The issue isn’t FLoC itself but the combination of multiple data sources. Remember, a website and its trackers can collect information on you when you visit, especially when they know who you are anyway, because you've joined or transacted in the past. Your cohort ID just becomes another data point, helping algorithms understand you better.

Worse, your cohort might connect you to a sensitive demographic or interest group or political affiliation, albeit Google says it will try to stop this.
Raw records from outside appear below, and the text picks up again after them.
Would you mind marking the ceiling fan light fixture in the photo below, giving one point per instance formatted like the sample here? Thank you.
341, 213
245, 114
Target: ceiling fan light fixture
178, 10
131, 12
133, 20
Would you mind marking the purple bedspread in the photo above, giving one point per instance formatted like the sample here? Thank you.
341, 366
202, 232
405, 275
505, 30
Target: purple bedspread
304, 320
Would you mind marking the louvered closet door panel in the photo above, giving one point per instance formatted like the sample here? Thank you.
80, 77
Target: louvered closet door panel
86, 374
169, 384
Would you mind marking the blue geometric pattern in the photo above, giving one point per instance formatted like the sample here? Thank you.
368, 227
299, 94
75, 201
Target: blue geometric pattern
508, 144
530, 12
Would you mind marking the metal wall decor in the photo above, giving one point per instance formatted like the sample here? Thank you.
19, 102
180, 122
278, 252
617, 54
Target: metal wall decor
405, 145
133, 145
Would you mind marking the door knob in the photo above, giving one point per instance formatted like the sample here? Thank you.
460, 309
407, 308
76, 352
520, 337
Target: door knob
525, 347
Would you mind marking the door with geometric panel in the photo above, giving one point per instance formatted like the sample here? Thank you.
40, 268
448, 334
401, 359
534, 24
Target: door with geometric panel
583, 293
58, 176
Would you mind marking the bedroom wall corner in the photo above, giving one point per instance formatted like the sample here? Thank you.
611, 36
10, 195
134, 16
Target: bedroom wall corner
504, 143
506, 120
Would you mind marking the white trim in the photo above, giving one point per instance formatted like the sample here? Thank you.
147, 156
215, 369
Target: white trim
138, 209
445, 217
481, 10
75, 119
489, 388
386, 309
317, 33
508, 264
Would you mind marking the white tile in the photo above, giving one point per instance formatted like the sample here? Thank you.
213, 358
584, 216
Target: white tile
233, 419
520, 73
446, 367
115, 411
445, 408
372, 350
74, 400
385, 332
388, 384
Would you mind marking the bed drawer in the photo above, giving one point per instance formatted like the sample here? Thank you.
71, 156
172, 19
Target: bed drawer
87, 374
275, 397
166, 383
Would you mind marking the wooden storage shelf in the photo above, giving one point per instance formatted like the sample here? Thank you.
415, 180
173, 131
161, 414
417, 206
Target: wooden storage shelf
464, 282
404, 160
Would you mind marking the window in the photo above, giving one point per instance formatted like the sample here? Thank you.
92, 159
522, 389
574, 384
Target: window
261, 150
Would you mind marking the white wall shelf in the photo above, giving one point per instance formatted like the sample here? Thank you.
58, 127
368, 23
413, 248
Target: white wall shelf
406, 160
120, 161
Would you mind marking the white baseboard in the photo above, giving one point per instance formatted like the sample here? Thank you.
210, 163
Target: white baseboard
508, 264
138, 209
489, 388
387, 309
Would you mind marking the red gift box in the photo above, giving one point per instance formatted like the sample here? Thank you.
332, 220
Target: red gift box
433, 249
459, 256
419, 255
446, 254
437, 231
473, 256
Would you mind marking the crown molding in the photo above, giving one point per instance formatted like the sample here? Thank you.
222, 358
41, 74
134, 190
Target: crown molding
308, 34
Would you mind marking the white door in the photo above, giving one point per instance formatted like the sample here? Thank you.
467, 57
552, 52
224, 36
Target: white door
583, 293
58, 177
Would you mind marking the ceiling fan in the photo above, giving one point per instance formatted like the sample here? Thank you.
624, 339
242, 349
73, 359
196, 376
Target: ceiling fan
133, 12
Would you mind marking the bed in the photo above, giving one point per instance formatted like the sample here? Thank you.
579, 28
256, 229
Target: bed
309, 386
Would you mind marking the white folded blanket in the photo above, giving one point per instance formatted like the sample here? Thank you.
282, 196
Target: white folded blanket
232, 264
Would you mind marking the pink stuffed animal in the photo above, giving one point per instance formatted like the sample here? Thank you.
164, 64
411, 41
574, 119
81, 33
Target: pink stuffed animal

And because cohorts are recut weekly, if a website or data broker has its own unique identifier for you, then it can build up a list of the multiple different cohorts you might be assigned to over time.

“The idea that Google can decide which behaviors count as ‘private’,” Brave told me, “and that such a determination would be the same for everyone, is nonsensical, unethical, and reflects a deeply cynical conception of privacy.”

Google, meanwhile, has told me that “we strongly believe that FLoC is better for user privacy compared to the individual cross-site tracking that is prevalent today. The FLoC origin trial is an early but important step toward the Privacy Sandbox's goal of an open web that is both private by default and economically sustainable.”

Economically sustainable is a soft way to refer to surging billions of dollars in ad revenue. The argument for relevant advertising is that it benefits websites that can better monetize traffic to fund their operations and that it enables companies of all sizes to better target customers. But follow the money. The $80 billion-plus and $100-billion-plus in ad revenues generated by Facebook and Google tells you the real story.

“It would be better for privacy,” those behind FLoC argue, “if interest-based advertising could be accomplished without needing to collect a particular individual’s browsing history.” The issue, of course, is that FLoC doesn’t remove every other form of tracking and analysis, but it does add to them.

Unless and until the digital ad industry is forced to rethink its approach, wholesale, the onus is on us to take control of our own privacy, at least by determining which apps and browsers we use. Until we select platforms that protect our privacy, and avoid those that don’t, we cannot feign surprise at the data leaks and spyware apps that fill our computers and phones, siphoning our data for the brokers that pay their way.
Chrome Vs Rivals

Chrome Vs Rivals Apple App Store / @UKZak

Google has made its intentions clear with Chrome—building cohort tracking into the very fabric of the browser. Never before has the difference between Chrome and Safari, DuckDuckGo, Brave and Firefox been clearer. Just as with the privacy label disparity I disclosed last month, Chrome is becoming more of a an outlier and its vast army of users need to decide if privacy matters enough to them to do something about this.

“Google doesn’t care about protecting user privacy,” DuckDuckGo warned at the time, “they care about protecting their surveillance business model. If they really cared about privacy, they would just stop spying on billions of people around the world.”

This year is proving to be a watershed for user privacy—never have you had so many options to protect your privacy, but that privacy has never been more under threat.

Whatever your views on the longer-term future of targeted ads and user tracking, though, you should certainly avoid being secretly enrolled into a large-scale trial without your knowledge. This is 2021, after all, not 1984.